SB 1070, the Arizona immigration law, is on for oral argument tomorrow at the U.S. Supreme Court.  Justice Elena Kagan recused herself.  If there is a 4-4 split, the 9th Circuit decision enjoining key part of the law stands.

My prior posts for some background:

Here is a summary of the issues from the Immigration Policy Center:

Q:  Which provisions of SB 1070 will the Supreme Court consider?

The Supreme Court will not rule on the entirety of SB 1070; it will only consider the provisions of SB 1070 temporarily enjoined by the federal district court in Phoenix.

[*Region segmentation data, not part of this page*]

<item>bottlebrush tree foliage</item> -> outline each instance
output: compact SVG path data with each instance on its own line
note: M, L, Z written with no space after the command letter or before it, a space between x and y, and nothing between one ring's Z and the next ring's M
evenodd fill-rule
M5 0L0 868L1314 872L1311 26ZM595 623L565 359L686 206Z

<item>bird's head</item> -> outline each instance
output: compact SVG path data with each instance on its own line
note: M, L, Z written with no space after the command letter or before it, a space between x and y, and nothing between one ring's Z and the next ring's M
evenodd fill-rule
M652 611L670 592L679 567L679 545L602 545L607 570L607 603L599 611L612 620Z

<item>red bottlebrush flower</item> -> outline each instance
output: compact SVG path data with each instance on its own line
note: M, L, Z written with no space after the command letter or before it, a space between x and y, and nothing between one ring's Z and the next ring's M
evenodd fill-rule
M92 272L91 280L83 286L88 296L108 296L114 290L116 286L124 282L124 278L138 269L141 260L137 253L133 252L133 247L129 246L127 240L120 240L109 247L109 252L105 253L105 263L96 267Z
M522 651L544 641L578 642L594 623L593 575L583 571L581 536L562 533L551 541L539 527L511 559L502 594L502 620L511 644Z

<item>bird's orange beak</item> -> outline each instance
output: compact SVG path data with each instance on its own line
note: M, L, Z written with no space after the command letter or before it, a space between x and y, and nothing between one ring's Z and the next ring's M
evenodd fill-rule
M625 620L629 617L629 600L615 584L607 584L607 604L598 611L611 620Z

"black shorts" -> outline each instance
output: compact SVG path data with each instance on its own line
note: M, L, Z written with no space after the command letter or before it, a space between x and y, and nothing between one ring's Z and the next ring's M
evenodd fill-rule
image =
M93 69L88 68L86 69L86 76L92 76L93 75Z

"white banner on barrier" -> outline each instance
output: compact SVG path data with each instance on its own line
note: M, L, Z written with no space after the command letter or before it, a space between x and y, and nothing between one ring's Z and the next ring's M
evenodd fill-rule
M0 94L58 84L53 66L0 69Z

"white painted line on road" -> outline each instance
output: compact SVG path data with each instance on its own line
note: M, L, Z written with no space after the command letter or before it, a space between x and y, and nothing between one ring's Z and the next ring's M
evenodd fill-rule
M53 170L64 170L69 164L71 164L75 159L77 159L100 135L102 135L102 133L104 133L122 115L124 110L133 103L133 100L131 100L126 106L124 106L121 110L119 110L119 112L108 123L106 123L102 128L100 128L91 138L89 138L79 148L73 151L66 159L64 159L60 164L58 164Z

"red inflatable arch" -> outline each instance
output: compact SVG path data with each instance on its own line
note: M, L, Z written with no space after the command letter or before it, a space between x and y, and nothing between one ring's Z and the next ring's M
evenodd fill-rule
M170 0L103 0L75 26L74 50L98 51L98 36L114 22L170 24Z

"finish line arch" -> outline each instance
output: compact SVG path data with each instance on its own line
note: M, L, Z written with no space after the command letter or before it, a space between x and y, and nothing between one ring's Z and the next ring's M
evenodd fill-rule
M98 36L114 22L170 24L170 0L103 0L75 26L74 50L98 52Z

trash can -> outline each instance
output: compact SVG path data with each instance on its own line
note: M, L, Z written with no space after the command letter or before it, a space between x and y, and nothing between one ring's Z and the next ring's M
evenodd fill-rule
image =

• Section 2(B) requires state and local police officers to attempt to determine the immigration status of any person stopped under state or local law if “reasonable suspicion” exists that the person is unlawfully present in the United States. (Note: “reasonable suspicion” means having a valid reason to suspect unlawful activity, but not enough evidence to make an arrest.) This section also requires state and local authorities to determine the immigration status of any person placed under arrest, regardless of whether the person is suspected of being in the country unlawfully.

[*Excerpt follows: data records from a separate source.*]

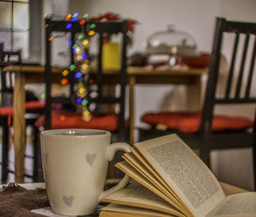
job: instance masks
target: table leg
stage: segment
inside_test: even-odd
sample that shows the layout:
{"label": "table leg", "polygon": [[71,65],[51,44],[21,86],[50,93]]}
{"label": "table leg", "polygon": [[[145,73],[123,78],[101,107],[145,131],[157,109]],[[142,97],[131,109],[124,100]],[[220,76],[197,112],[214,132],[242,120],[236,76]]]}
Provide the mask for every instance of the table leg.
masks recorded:
{"label": "table leg", "polygon": [[14,144],[15,144],[15,182],[24,182],[25,157],[25,74],[15,74],[14,89]]}
{"label": "table leg", "polygon": [[134,85],[136,83],[136,78],[134,76],[129,77],[129,123],[130,123],[130,138],[129,142],[131,146],[134,144],[134,109],[135,109],[135,100],[134,100]]}
{"label": "table leg", "polygon": [[189,111],[201,110],[201,77],[193,78],[193,84],[186,87],[186,107]]}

• Section 3 makes it a crime under Arizona law for unauthorized immigrants to violate the provisions of federal law requiring them to apply for “registration” with the federal government and to carry a registration card if one has been issued to them. Violations of this provision are punishable by up to 20 days in jail for a first violation and 30 days in jail for subsequent violations.

• Section 5(C) makes it a crime under Arizona law for immigrants who are not authorized to work in the United States to apply for work, solicit work in a public place, or perform work within the state’s borders. The term “solicit” means any form of communication, including a gesture or nod, indicating that a person is willing to be employed. Violations of this provision are punishable by up to six months in jail and a $2,500 fine.

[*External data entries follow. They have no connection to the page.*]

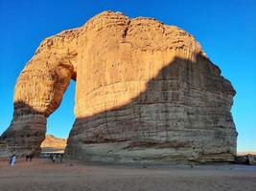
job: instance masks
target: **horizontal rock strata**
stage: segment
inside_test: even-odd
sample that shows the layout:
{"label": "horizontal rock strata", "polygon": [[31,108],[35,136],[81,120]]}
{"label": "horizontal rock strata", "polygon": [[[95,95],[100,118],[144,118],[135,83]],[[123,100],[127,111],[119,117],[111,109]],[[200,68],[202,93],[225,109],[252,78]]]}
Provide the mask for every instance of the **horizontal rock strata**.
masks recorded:
{"label": "horizontal rock strata", "polygon": [[[113,163],[234,160],[235,91],[183,30],[105,11],[45,39],[17,80],[14,103],[23,104],[14,117],[46,118],[71,78],[77,83],[76,121],[68,158]],[[24,140],[34,138],[30,148],[37,151],[45,125],[33,126],[36,136],[24,133],[22,125],[32,128],[14,117],[2,142],[22,154]]]}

• Section 6 authorizes state and local police officers to arrest immigrants without a warrant where “probable cause” exists that they committed a public offense making them removable from the United States. (Note: “probable cause” means having enough evidence of unlawful activity to obtain a warrant or make an arrest.) Under the provision, Arizona law enforcement officers may arrest lawfully present immigrants for crimes committed outside the state, or for crimes for which they
were previously incarcerated, if the commission of such a crime is grounds for deportation.